Alexei Harlamoff – master of portrait
Alexei Harlamoff was a Russian artist, the master of the portrait.
Alexei Alekseevich Harlamoff (or Kharlamov) was born on October 18, 1840 in village Dyachevka, Saratov Province. He was born into a large family of a serf peasant. He was the seventh child. Soon after his birth, the owners decided to sell his parents to another landowner, and the children were left with them. Little Alyosha was lucky, because of his infancy he could not be separated from his mother and therefore the boy was sold along with his parents. In 1850, Alexei’s parents were given freedom. Soon the family moved to St. Petersburg. The volunteer of the Academy of Arts V. Ya. Afanasyev taught 12-year-old Alexei. The boy worked hard and in 1854 entered the Imperial Academy of Arts, where he became a student of Professor A. Markov, a representative of late classicism.
For success in drawing and painting Alexei Alekseevich received two small silver medals in 1857 and 1862, and two large silver medals in 1863. In 1866, Harlamoff received a small gold medal for the painting The Baptism of Kievans, and in 1868 – a large gold medal for the painting The Return of the Prodigal Son.
In 1869, Harlamoff among the best graduates of the Academy received the right to a pension trip abroad. Alexei traveled a lot around Europe: he visited art museums in Germany, Great Britain, France, Spain, Italy, Switzerland, Belgium, Holland. For some time he lived in Paris.
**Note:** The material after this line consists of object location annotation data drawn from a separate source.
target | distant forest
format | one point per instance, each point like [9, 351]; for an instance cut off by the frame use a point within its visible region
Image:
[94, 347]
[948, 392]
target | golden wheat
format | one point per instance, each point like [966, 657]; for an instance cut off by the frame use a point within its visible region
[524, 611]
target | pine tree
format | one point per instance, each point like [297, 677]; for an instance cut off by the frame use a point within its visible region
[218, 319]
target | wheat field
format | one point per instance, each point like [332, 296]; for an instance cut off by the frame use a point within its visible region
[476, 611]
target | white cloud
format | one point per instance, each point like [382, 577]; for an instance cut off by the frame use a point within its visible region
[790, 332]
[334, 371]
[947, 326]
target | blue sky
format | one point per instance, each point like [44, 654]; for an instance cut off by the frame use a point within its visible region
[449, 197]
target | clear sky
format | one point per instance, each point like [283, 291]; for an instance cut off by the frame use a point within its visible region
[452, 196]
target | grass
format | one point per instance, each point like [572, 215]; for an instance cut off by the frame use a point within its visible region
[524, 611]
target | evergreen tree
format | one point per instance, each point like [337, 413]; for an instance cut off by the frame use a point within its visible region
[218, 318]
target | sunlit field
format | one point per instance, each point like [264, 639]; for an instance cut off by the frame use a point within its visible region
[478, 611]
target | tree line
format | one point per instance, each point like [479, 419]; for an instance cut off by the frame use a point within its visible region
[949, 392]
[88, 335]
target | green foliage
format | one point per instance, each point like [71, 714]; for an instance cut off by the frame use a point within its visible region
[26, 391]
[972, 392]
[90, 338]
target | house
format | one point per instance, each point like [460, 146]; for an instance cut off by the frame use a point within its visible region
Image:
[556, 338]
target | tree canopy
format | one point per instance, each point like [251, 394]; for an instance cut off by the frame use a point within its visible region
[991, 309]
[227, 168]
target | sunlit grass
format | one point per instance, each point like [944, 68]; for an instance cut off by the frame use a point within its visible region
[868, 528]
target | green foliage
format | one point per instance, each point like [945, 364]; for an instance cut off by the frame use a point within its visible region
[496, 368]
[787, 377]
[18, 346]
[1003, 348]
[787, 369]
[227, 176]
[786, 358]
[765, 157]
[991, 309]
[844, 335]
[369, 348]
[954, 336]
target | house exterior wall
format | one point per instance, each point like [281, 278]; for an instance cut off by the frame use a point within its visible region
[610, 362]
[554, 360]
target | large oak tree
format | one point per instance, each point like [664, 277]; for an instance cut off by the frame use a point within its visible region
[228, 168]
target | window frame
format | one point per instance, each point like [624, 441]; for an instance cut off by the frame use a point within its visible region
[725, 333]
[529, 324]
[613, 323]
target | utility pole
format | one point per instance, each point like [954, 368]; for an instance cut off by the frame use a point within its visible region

In 1872 Harlamoff joined the Association of Traveling Art Exhibitions. Subsequently, the artist regularly sent his paintings to the annual exhibition of the Wanderers in St. Petersburg.
At the end of 1872 the artist returned to Paris, where he entered the studio of the fashionable French artist Leon Bonn. It was under the influence of Bonn that the artistic style of Harlamoff finally took shape.
At the end of 1875 the artist came to Russia, but in autumn of next year he returned to France.
The last years of his life, Harlamoff spent in poverty and loneliness. The only one who brightened up his old age was the French opera singer Felia Litvin.
Alexei Harlamoff died on April 10, 1925 in Paris and was buried at the Pere Lachaise cemetery.